Et c'est donc là, à quatre mois de la Coupe du monde en France, point d'orgue de leur mandat, qu'ils ont choisi comme un symbole de réunir le presse, hier midi, pour donner les grandes lignes de la préparation estivale qu'ils réservent à leurs joueurs. « On s'est retrouvés en séminaire dimanche après-midi pour deux jours, explique Galthié. Il nous semblait évident de revenir passer un peu de temps à Montgesty. Ici, c'est calme, c'est serein, ce qui nous permet de bien poser notre travail et d'avancer sur la finalisation de notre préparation. »
Première information du jour, l'encadrement tricolore a décidé d'annuler le premier stage de l'été qui était initialement prévu à Carpiagne (Bouches-du-Rhône), du 26 au 28 juin. Trop proche des demi-finales (9 et 10 juin) et de la finale du Top 14 (17 juin). « Au regard de la saison que les joueurs sont en train de réaliser, on a jugé préférable de leur laisser un maximum de récupération mentale et physique avant d'entamer la préparation », observe Galthié. La prépa débutera donc par un stage à Monaco (du 3 au 14 juillet) avant de se poursuivre à Marcoussis (du 24 juillet au 3 août) et de se terminer dans les Landes à Capbreton (du 7 au 25 août).

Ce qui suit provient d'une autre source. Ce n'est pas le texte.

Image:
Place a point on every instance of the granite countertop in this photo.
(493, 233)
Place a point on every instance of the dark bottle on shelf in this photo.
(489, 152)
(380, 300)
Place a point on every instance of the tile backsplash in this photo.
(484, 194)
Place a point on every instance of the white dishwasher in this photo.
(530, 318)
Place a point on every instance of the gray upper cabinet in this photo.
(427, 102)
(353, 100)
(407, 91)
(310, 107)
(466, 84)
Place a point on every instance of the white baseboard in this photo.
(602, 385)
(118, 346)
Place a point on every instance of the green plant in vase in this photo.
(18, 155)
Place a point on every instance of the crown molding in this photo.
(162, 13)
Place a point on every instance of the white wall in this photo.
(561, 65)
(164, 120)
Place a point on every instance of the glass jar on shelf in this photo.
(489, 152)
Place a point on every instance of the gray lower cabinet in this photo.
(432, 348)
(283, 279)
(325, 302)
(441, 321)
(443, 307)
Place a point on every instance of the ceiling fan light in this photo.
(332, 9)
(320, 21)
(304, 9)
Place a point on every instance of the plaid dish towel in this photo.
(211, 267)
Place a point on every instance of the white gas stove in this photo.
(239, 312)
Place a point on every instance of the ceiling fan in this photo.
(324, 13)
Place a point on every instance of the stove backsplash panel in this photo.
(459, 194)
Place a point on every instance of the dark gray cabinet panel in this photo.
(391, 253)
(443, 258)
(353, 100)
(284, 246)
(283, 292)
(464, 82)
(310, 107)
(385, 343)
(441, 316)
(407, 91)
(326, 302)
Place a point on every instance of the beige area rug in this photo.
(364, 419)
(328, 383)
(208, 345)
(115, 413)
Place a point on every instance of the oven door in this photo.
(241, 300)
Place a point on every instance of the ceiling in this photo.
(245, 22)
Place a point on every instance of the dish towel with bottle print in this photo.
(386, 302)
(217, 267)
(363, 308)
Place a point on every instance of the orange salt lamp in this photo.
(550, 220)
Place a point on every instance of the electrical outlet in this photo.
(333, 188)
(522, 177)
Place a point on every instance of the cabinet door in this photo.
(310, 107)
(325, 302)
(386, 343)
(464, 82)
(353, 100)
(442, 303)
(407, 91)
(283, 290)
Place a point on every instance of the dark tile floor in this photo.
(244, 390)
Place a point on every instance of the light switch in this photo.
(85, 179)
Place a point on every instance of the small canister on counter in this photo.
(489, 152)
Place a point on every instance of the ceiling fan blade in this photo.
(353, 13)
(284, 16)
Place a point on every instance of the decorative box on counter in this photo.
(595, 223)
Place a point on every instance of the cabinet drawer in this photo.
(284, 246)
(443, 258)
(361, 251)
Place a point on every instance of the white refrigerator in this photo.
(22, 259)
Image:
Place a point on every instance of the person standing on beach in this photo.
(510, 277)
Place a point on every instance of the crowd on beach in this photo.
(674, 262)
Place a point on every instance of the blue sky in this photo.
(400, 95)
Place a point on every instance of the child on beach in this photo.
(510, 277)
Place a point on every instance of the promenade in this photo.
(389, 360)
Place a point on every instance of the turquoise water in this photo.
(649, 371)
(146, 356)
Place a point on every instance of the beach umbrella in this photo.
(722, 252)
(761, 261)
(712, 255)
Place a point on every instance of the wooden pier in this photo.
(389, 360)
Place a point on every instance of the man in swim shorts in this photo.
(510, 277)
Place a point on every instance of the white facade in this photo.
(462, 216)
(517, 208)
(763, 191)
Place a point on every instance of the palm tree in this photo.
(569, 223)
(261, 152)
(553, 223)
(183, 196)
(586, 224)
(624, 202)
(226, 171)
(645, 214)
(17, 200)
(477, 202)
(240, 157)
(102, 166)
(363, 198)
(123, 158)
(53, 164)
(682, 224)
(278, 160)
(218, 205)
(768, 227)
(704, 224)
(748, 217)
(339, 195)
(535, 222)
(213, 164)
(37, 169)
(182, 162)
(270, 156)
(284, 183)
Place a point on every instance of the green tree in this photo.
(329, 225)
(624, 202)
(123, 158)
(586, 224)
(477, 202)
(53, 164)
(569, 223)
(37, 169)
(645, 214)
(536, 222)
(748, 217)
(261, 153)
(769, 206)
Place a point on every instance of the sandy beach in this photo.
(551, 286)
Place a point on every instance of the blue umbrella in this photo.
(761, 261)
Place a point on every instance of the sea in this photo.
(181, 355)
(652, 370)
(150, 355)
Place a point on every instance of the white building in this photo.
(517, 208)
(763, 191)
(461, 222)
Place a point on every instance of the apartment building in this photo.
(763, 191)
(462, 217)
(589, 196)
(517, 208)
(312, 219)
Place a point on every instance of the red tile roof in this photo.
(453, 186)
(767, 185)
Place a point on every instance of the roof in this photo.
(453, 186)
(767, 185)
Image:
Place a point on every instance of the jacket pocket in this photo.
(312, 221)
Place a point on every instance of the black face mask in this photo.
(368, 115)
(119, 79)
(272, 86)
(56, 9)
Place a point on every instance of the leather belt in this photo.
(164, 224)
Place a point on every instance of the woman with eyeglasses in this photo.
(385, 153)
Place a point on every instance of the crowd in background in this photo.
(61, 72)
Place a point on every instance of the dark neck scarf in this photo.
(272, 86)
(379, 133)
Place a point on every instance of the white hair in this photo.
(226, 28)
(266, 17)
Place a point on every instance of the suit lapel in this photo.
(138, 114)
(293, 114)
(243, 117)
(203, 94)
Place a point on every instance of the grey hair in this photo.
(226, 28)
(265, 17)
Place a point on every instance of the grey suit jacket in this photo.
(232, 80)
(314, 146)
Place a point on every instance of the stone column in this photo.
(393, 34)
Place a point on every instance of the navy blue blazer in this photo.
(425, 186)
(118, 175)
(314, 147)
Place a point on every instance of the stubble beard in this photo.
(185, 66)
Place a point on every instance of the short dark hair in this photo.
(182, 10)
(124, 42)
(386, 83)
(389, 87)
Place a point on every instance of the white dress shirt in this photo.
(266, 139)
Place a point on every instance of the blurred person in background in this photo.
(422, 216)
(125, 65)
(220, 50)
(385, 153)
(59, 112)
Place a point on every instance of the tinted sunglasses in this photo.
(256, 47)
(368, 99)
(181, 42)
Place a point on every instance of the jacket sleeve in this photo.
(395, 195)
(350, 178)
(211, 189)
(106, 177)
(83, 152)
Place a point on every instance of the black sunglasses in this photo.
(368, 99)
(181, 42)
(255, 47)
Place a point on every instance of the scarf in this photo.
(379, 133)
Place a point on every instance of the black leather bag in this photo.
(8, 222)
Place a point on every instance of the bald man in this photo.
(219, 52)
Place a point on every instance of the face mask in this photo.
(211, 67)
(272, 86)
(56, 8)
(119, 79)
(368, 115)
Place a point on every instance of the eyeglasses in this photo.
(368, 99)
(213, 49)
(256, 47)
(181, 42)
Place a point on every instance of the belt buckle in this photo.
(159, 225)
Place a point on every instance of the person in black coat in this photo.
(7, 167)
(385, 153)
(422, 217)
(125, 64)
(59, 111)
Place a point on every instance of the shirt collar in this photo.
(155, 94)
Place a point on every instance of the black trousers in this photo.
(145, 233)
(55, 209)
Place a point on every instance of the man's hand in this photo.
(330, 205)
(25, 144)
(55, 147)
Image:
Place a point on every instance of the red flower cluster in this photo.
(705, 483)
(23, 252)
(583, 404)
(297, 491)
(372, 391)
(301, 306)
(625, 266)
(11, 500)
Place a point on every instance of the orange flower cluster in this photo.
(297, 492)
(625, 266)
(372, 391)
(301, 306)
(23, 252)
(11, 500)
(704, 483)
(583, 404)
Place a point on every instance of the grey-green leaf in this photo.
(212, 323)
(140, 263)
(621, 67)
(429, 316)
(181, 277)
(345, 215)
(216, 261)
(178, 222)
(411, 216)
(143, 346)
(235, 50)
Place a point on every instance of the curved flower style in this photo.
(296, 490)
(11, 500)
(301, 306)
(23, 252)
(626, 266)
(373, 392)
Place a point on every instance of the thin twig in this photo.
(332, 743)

Trois temps forts qui seront précédés par une mise en bouche à Marcoussis du 5 au 9 juin, juste après les barrages du Top 14. « On réunira un groupe de 23 joueurs qui viendra vivre une semaine de prépa avec les moins de 20 ans, dit le sélectionneur. Ces 23 ne feront évidemment pas partie des demi-finalistes du Top 14, mais devront avoir l'ambition d'entrer dans le vestiaire des 42. Cette première liste est très importante pour nous, parce qu'elle nous préparera à préparer, comme on s'entraîne parfois à entraîner. »
« Chacun d'entre nous pourra donc vivre avec sa famille ce moment de la préparation »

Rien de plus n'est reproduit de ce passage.